Kim, Prinzel, Kaber, Alexander, Stelzer, Kaufmann &Veil conducted a research in 2011 to assess the influence of head-up displays (HUDs) configuration on perceptions of display clutter, workload and flight performance. This article summarises and reanalyses the results to provide more useable findings.
Perception of Multidimensional Measure of Display Clutter
The present study achieved the objectives of developing a new multidimensional measure of display clutter and investigating the relationships among perceived and objective measures of clutter, workload, and flight performance.
|Table 1: Interaction among Measurements|
|Measurements||Pilot Flight Experience||Workload Level||Display Configuration||Flight Performance||Flight Segment||Overall Clutter Ratings|
|Pilot Flight Experience||—||Marginally Significant||Significant||Not Significant||Not Significant||Significant|
|Workload Level||—||—||Marginally Significant||Not Mentioned||Not Mentioned||Significant|
|Display Configuration||—||—||—||Significant||Marginally Significant||Significant|
|Flight Performance||—||—||—||—||Significant||Not Mentioned|
|Flight Segment||—||—||—||—||—||Not Mentioned|
|Overall Clutter Ratings||—||—||—||—||—||—|
Table 1 shows the overall significant interactions among pilot flight experience, workload level, HUD configuration, flight performance, flight segment and pilot perceptions of overall display clutter ratings.
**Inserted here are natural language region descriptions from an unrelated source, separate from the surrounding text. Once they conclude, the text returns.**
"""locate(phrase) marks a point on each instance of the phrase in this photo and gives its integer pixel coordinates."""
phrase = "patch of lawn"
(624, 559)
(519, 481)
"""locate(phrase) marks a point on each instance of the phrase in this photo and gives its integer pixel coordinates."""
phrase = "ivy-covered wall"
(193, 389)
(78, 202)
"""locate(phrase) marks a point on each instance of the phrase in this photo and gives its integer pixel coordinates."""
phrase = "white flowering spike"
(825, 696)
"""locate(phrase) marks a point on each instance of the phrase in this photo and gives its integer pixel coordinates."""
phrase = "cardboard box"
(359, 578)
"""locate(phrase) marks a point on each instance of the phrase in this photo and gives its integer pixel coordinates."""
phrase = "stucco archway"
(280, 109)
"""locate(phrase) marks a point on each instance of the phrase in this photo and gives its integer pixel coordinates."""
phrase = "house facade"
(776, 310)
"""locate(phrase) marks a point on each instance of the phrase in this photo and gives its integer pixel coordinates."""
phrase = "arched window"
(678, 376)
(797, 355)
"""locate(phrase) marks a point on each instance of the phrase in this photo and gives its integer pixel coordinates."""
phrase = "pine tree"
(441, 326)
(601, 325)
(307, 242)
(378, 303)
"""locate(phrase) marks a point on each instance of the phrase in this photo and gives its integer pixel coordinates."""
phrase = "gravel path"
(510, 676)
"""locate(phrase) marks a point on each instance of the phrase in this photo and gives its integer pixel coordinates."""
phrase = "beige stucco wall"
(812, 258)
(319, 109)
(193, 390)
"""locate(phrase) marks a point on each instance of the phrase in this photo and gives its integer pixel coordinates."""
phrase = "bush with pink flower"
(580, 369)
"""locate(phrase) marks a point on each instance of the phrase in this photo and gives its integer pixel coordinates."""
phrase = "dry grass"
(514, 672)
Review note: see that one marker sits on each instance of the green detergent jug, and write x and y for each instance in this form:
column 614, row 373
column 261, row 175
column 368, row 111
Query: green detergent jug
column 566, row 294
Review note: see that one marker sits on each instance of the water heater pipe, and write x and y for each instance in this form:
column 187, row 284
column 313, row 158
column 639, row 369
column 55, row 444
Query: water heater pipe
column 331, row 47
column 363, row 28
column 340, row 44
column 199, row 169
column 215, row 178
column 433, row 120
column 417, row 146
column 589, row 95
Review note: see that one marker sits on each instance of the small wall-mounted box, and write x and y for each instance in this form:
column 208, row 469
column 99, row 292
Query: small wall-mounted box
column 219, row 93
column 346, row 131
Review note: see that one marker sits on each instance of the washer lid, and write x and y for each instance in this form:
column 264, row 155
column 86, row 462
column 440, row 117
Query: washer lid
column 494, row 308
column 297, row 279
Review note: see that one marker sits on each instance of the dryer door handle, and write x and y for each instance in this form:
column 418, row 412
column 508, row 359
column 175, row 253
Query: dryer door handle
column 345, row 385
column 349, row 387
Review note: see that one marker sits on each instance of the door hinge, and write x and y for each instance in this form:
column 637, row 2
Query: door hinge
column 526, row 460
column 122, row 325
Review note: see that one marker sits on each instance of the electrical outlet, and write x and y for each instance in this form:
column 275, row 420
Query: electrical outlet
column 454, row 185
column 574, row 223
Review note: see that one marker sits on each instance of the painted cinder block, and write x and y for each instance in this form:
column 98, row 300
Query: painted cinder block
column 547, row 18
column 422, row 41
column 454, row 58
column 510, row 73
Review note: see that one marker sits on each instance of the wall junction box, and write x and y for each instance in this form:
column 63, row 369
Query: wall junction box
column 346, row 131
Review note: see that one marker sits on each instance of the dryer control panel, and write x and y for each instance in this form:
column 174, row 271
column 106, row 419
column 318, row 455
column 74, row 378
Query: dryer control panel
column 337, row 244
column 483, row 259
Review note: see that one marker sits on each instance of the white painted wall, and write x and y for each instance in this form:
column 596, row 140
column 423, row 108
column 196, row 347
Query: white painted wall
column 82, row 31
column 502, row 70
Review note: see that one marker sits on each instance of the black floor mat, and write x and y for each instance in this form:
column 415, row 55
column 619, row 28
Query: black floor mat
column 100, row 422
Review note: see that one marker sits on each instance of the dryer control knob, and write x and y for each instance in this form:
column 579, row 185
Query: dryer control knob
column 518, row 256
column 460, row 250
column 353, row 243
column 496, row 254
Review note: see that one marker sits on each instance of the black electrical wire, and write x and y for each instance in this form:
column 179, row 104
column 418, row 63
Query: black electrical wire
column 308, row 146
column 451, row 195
These results indicated that clutter is an actual quality of displays that may lead to human factor problems.
|Table 2: Analysis Results for Hypothesis|
|Calculated clutter scores & Overall perceived clutter ratings||R=0.77, P<0.0001||Highly Significant||H1|
|Workload ratings by NASA-TLX scores & Pilot experience||F(2,45) =2.929, P =0.064||Marginally Significant||H2|
|Workload ratings by NASA-TLX scores & Display configuration||F(2,45)=7.911, P =0.001||Significant||H3 & 4|
|Pilot experience & Workload level||F(2,45) =3.023, P =0.059||Marginally Significant||H5|
|Basic visual display properties & Calculated clutter scores||R²=0.33, P<0.0001 (low workload); R²=0.18, P<0.0001 (high workload)||Significant||H6|
|Calculated clutter scores & Performance measures (LOC control and G/S control)||R²=0.037, P=0.018 (vertical), and R²=0.033, P=0.005 (horizontal deviation) RMSEs||Significant||H7|
|The log-transformed RMSE responses & Workload ratings by NASA-TLX scores||R²=0.024, P=0.024 (vertical), and R²=0.01, P=0.068 (horizontal deviation)||Significant||H7|
The study group predicted seven Hypothesis for the research. Table 2 shows that except for H2 (even though the researchers consider it as Marginally Significant, the p-value is actually shows not significant), most of the results are proved as significant and support the hypothesis.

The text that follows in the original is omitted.